In McNamara v The King [2023] HCA 36 the appellant had been tried jointly with one other defendant, and each blamed the other for the offending. Mr McNamara wanted to include in his evidence allegations of previous criminality by his co-defendant, but the judge ruled that the proposed evidence was inadmissible. This ruling was on the footing that the prejudicial effect of the evidence on the co-defendant outweighed its probative value for the defendant’s case.
Such a basis for excluding evidence is commonly found in evidence laws, and it functions to assist the judge in ensuring that the trial is fair. [1]
Mr McNamara submitted through counsel on this appeal that the judge had no such power in a joint trial. This was rejected unanimously by the Court in two judgments.
Gageler CJ, Gleeson and JagotJJ considered in some detail the interesting [2] history of joint trials [25]ff. Included in this is a period during which it was unclear whether the supposedly unfettered right of a defendant to adduce otherwise admissible evidence was limited by the probative value vs prejudicial effect discretion [49]. The issue was settled by legislation [52]. This came down to the interpretation of the section mentioned at [59] and described in more detail at [1]:
“Section 135(a) of the Evidence Act 1995 (NSW) ("the Evidence Act") empowers a court to refuse to admit evidence, that is relevant and otherwise admissible in "a proceeding", if the probative value of the evidence is substantially outweighed by the danger that it might be unfairly prejudicial to "a party". The question in this appeal is whether "a party" includes a co-accused in a joint criminal trial. The answer is that it does. The Court of Criminal Appeal of the Supreme Court of New South Wales was correct so to hold, and the appeal must be dismissed.”
A joint trial is a proceeding and each defendant is a party, as is the prosecutor [62], and the exclusionary discretion applies [64]-[69], consistently with the operation of other relevant provisions [72]-[75].
Gordon and Steward JJ similarly analysed the legislation, and considered the on-going relevance of common law principles [92]ff, concluding at [109] that, consistently with dicta in other cases, “The existence of the discretion at common law to refuse to admit evidence coheres with the duty of the trial judge to provide an accused with a fair trial.”

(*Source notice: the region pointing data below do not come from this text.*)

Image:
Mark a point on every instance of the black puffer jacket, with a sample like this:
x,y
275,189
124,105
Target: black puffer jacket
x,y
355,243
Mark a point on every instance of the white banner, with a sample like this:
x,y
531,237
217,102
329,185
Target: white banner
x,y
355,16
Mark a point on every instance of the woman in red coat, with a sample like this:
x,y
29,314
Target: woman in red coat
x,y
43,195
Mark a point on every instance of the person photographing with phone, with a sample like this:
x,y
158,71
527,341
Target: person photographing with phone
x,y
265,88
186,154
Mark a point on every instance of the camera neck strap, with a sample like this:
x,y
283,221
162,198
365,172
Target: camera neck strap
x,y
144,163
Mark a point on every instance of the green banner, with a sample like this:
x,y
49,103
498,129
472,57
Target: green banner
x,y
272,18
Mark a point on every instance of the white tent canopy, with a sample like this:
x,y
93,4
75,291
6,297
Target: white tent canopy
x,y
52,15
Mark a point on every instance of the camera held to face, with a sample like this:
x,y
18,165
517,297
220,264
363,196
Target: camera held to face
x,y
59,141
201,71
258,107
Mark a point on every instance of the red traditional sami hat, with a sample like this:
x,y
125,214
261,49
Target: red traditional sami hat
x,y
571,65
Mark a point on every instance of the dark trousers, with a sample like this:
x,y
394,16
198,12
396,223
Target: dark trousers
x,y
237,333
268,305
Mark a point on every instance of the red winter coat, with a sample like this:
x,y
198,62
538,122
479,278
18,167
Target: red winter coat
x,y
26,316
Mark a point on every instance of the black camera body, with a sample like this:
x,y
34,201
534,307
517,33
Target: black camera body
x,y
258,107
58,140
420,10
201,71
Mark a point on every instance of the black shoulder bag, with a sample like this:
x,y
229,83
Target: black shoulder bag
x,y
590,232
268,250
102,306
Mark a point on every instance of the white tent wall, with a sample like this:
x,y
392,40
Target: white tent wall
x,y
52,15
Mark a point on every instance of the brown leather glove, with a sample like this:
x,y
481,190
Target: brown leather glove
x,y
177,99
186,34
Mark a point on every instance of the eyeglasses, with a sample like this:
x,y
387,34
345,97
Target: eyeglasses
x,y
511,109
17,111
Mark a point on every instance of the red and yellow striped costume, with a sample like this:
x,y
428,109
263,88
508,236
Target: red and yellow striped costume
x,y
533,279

_______________________________
[1] We have a similar provision in s 8 of the Evidence Act 2006 [NZ]. In this, “proceeding” includes joint trials, and “the right of the defendant to offer an effective defence” is taken to mean the right to a fair trial: R v Moffat [2009] NZCA 437, [2010] 1 NZLR 701, (2009) 24 CRNZ 242, Bracken v R [2016] NZCA 79 (leave refused Bracken v R [2016] NZSC 124), Ambler v R [2018] NZCA 245 at [41].
[2] I say “interesting” because the following points are among those mentioned: during the eighteenth century criminal proceedings changed from being essentially inquisitorial to essentially adversarial [25]; at common law a defendant could not give sworn evidence, the right to do so being introduced in 1891 (NSW) and 1898 (England) [26]; the exclusionary rule for when probative value of evidence was outweighed by its prejudicial effect was only developed in 1914 ([27], and see my note here on 8 October 2019, particularly at footnotes 6 and 7); the requirement to acquit if there was a reasonable doubt about guilt was “discovered” only in 1935 [27]; the indictment is a foundational and constant feature of the criminal trial throughout the centuries [28]; in a criminal trial there is one indictment, which may include more than one defendant, and the jury can only determine issues in that indictment [29]. While it has been common to tell juries that where there is more than one defendant charged in the indictment there are separate trials for each of them, this should really be phrased as there are separate “cases” for the jury to consider (cf [36]).